Caesar sparks war of words

A WAR of words has broken out in the blogosphere over an article in The Sunday Times magazine over why tens of thousands of journalism hopefuls graduate every year and then find themselves clamouring for increasingly rare jobs.
The article http://www.timesonline.co.uk/tol/life_and_style/education/article7119993.ece was by Ed Caesar, a feature writer and reviewer for the Sunday Times. He is 30, was educated at Wellington College, Edinburgh University and The Independent newspaper. In 2007, he won the Press Gazette British Young Journalist of the Year award.
His point was well argued if a little contradictory, in that he was obviously happy with his own career, yet worried that the decline in the printed media means that unpaid posts as work experience could lead to lowly paid staff positions. How he started in fact.
Adam Tinworth on his blog http://www.onemanandhisblog.com/ has a go for Caesar’s article being totally London-centric and focussing on the national media, while there are far more journalists employed by the regional press.
Roy Gleenslade sprang to Caesar’s defence (see http://www.guardian.co.uk/media/greenslade) by pointing out that journalism students he met were only interested in the nationals.
Well they would say that to Greenslade as he is in the same London goldfish world as Caesar.
Adam Westbrook had a far better point. See http://adamwestbrook.wordpress.com/ He is a distinguished advocate of what he calls New Age Journalism.
He objected that Caesar had totally ignored the opportunities of the new technologies, arguing that it was better to work for yourself than one of the old dinosaur media corporations.
There are opportunities for entrepreneurs to create their own niche markets, invent applications on their chosen subjects for mobile phones and then make money directly.
Well, up to a point. First that ignores the fact that the attraction for many journalism students is working for printed products, whether local or national.
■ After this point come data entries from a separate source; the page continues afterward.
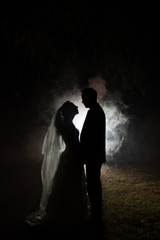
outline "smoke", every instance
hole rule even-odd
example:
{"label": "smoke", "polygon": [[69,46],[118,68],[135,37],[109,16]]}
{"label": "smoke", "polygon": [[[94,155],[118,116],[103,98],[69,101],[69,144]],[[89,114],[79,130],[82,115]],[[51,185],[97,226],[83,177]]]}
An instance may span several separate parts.
{"label": "smoke", "polygon": [[106,115],[106,160],[110,162],[127,138],[129,117],[123,113],[127,106],[120,93],[109,93],[101,76],[89,79],[88,83],[97,91],[98,102]]}
{"label": "smoke", "polygon": [[[101,76],[89,79],[87,87],[92,87],[97,91],[98,102],[106,115],[106,159],[109,162],[119,152],[127,137],[129,118],[122,112],[126,109],[126,106],[123,104],[120,94],[109,93],[106,88],[106,81]],[[79,114],[75,116],[73,122],[81,132],[88,111],[82,104],[81,89],[78,86],[61,92],[53,89],[52,96],[52,101],[47,110],[52,115],[65,101],[69,100],[78,106]]]}

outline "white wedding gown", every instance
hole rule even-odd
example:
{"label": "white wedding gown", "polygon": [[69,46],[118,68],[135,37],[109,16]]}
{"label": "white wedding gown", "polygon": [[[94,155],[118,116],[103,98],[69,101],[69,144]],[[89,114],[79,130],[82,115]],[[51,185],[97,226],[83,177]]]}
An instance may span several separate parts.
{"label": "white wedding gown", "polygon": [[[51,126],[49,131],[51,131]],[[48,159],[44,158],[42,165],[43,191],[40,209],[27,217],[26,221],[30,225],[66,225],[78,224],[86,221],[88,217],[88,198],[84,168],[78,152],[78,137],[79,132],[73,123],[70,125],[67,123],[67,128],[63,136],[65,149],[59,154],[59,159],[55,159],[57,161],[57,167],[53,167],[51,163],[48,166],[48,163],[46,163]],[[45,139],[45,142],[46,141],[48,140]],[[55,144],[55,137],[52,144]],[[54,146],[53,152],[54,149],[58,151],[57,147],[60,147],[59,144]],[[50,157],[49,160],[54,163],[53,154],[51,154],[51,156],[53,159]],[[46,182],[48,183],[48,179],[46,180],[46,178],[49,176],[48,174],[51,173],[51,168],[53,168],[53,171],[56,169],[56,171],[53,176],[50,177],[52,182],[48,187],[46,184]]]}

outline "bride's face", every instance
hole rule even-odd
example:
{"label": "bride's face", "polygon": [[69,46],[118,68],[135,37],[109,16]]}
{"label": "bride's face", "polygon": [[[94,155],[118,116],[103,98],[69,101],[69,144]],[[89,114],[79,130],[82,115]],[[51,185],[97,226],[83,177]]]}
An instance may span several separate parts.
{"label": "bride's face", "polygon": [[79,113],[78,107],[76,105],[73,105],[73,114],[77,115]]}

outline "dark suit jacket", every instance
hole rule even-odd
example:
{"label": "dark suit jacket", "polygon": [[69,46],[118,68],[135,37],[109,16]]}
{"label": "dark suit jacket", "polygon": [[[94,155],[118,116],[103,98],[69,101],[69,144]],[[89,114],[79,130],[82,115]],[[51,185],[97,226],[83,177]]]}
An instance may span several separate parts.
{"label": "dark suit jacket", "polygon": [[105,114],[96,103],[88,110],[80,136],[81,153],[84,163],[105,162]]}

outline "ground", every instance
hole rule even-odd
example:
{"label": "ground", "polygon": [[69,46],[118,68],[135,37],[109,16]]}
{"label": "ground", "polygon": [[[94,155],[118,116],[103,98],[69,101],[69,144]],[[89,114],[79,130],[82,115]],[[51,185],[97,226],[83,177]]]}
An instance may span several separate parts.
{"label": "ground", "polygon": [[[28,159],[2,163],[0,179],[2,239],[31,239],[31,236],[40,239],[40,236],[44,238],[43,234],[46,232],[55,239],[55,233],[61,233],[62,229],[50,228],[42,232],[42,229],[33,230],[25,224],[25,217],[39,206],[40,167],[41,161]],[[106,240],[160,239],[159,166],[103,165],[102,188],[102,228],[98,233],[98,239],[100,234]],[[90,225],[87,225],[87,228],[89,234],[87,233],[86,238],[89,239],[95,229],[91,229]],[[62,231],[67,236],[72,230],[73,228],[70,230],[63,228]],[[82,228],[74,226],[74,230],[77,230],[77,236],[82,239]]]}

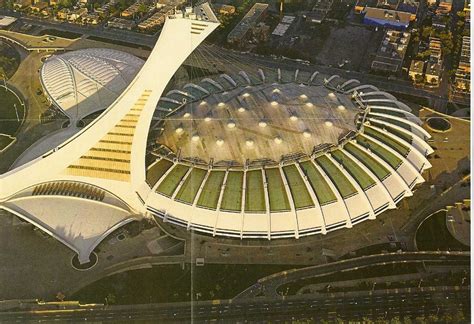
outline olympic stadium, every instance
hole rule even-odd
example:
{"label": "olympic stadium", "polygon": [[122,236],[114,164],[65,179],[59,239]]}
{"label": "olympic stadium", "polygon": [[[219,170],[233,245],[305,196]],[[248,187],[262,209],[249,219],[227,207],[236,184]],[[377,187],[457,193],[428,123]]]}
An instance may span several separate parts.
{"label": "olympic stadium", "polygon": [[[41,77],[55,105],[71,120],[105,111],[0,175],[0,208],[85,263],[138,218],[214,236],[299,238],[375,219],[413,195],[431,167],[430,135],[374,86],[277,68],[168,90],[217,26],[204,3],[168,17],[145,63],[108,50],[49,58]],[[181,50],[170,51],[176,39]]]}
{"label": "olympic stadium", "polygon": [[212,235],[299,237],[374,219],[424,181],[430,135],[405,104],[356,80],[273,72],[160,99],[149,211]]}

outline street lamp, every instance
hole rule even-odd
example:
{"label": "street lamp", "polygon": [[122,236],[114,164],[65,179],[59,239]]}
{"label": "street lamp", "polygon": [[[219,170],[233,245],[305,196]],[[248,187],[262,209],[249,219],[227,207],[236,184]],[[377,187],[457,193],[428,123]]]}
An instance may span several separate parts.
{"label": "street lamp", "polygon": [[13,107],[15,107],[16,121],[20,122],[20,117],[18,116],[18,109],[16,108],[16,104],[13,104]]}

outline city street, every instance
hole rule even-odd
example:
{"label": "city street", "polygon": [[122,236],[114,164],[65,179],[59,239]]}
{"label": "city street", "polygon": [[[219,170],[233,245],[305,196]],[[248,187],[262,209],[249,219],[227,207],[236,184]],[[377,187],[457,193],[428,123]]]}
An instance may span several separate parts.
{"label": "city street", "polygon": [[390,319],[398,316],[427,317],[465,311],[469,307],[468,287],[425,287],[300,295],[285,299],[249,298],[244,301],[215,300],[174,304],[81,307],[64,310],[34,310],[0,313],[3,323],[25,322],[163,322],[229,321],[272,323],[291,320]]}

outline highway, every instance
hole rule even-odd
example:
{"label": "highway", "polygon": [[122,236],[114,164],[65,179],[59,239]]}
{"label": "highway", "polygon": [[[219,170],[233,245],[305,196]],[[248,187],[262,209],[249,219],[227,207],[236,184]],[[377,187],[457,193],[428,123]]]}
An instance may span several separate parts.
{"label": "highway", "polygon": [[458,310],[468,313],[469,287],[424,287],[373,292],[299,295],[285,299],[198,301],[168,304],[85,307],[0,313],[2,323],[28,322],[284,322],[312,319],[335,321],[390,319],[395,316],[442,315]]}
{"label": "highway", "polygon": [[264,277],[257,283],[247,288],[235,299],[246,299],[259,295],[277,297],[277,288],[283,284],[294,282],[297,280],[313,278],[317,276],[327,275],[340,271],[356,270],[358,268],[384,265],[391,263],[406,262],[449,262],[449,261],[465,261],[467,264],[470,260],[469,252],[396,252],[362,256],[328,264],[311,266],[300,269],[278,272],[276,274]]}

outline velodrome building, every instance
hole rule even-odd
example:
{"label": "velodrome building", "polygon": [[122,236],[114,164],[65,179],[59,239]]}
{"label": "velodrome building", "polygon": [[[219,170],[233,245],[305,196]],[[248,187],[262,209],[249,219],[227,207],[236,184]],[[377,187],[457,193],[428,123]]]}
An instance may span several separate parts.
{"label": "velodrome building", "polygon": [[[170,15],[148,60],[97,119],[0,175],[0,208],[85,263],[107,235],[141,217],[214,236],[299,238],[375,219],[413,195],[431,167],[430,135],[409,107],[374,86],[259,69],[165,93],[218,25],[207,3]],[[69,66],[94,61],[93,51],[66,55]],[[104,78],[118,73],[107,71]],[[77,94],[77,84],[69,90]]]}

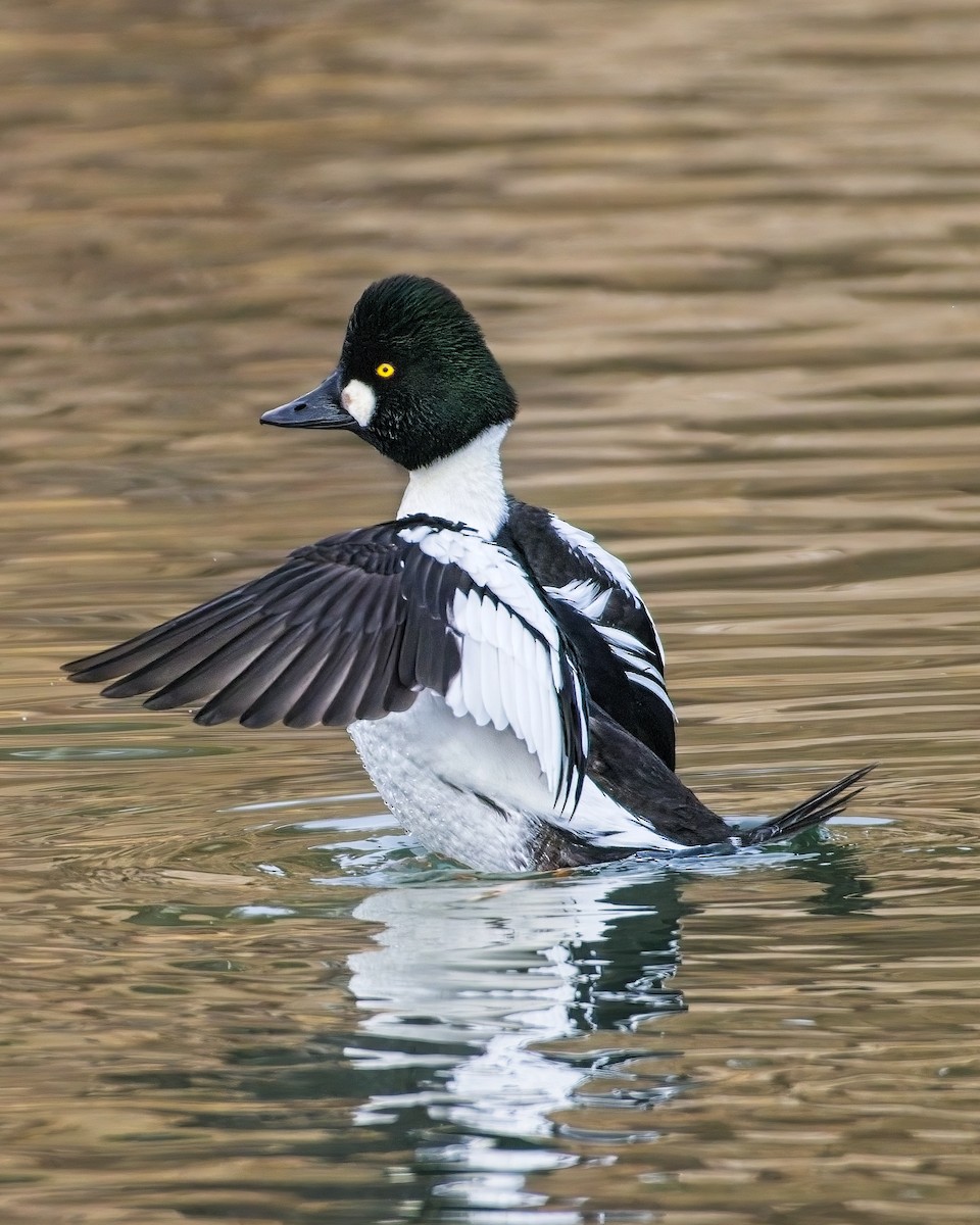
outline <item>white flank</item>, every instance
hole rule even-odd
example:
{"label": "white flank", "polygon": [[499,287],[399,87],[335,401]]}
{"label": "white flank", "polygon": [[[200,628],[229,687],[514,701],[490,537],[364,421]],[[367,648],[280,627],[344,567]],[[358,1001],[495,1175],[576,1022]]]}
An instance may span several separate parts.
{"label": "white flank", "polygon": [[507,429],[508,425],[491,425],[453,454],[409,473],[399,518],[431,514],[450,523],[466,523],[480,535],[495,537],[507,516],[500,470],[500,445]]}
{"label": "white flank", "polygon": [[374,390],[360,379],[352,379],[341,393],[344,412],[350,413],[361,428],[375,415],[376,403]]}

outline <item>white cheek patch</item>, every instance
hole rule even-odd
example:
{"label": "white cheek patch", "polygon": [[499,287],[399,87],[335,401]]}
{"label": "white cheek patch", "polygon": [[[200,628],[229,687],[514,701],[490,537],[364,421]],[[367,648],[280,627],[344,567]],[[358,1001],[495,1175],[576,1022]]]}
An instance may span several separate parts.
{"label": "white cheek patch", "polygon": [[341,403],[344,412],[350,413],[358,425],[364,429],[374,417],[377,401],[368,383],[363,383],[360,379],[352,379],[341,392]]}

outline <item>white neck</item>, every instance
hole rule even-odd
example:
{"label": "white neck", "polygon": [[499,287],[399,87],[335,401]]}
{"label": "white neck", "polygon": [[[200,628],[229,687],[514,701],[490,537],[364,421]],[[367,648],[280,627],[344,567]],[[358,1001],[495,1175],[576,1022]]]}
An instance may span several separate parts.
{"label": "white neck", "polygon": [[495,537],[507,516],[500,445],[508,426],[491,425],[453,454],[409,473],[398,517],[432,514]]}

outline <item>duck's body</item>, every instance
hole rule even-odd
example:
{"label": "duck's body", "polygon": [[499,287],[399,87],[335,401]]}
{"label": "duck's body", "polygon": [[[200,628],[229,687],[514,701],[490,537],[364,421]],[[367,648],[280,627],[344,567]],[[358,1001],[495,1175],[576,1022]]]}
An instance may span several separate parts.
{"label": "duck's body", "polygon": [[[747,834],[674,774],[657,630],[590,535],[507,496],[516,401],[472,317],[393,277],[354,310],[337,371],[263,417],[347,429],[408,468],[398,518],[67,665],[198,723],[348,726],[394,815],[484,871],[766,842],[838,812],[858,775]],[[862,772],[861,772],[862,773]]]}

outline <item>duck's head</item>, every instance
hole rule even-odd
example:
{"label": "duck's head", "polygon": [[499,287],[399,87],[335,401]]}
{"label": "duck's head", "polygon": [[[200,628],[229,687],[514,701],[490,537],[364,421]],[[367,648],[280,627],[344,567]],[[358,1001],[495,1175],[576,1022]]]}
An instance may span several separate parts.
{"label": "duck's head", "polygon": [[262,421],[350,430],[414,470],[516,412],[503,371],[456,294],[428,277],[398,276],[361,294],[333,374]]}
Furthermore, if 30,000 journalism students a year set up their own businesses, the market may become saturated rather quickly.
My beef with the article was its incestuous nature: London-centric, yes; national media obsessed, undoubtedly; old media thinking, absolutely.
Would the Sunday Times use its precious space publishing a similar analysis on apprenticeships in the building trades or even the pressures of trying to start a career in accounting, banking, teaching, nursing or any other trade or profession?
The national press is getting further away from its markets, partly because of its obsessive London bias. Just because a few Hampstead media folk have to subsidise their over-educated offspring during their work experience in the media, is this really worth four pages in a Sunday magazine? I don’t think so.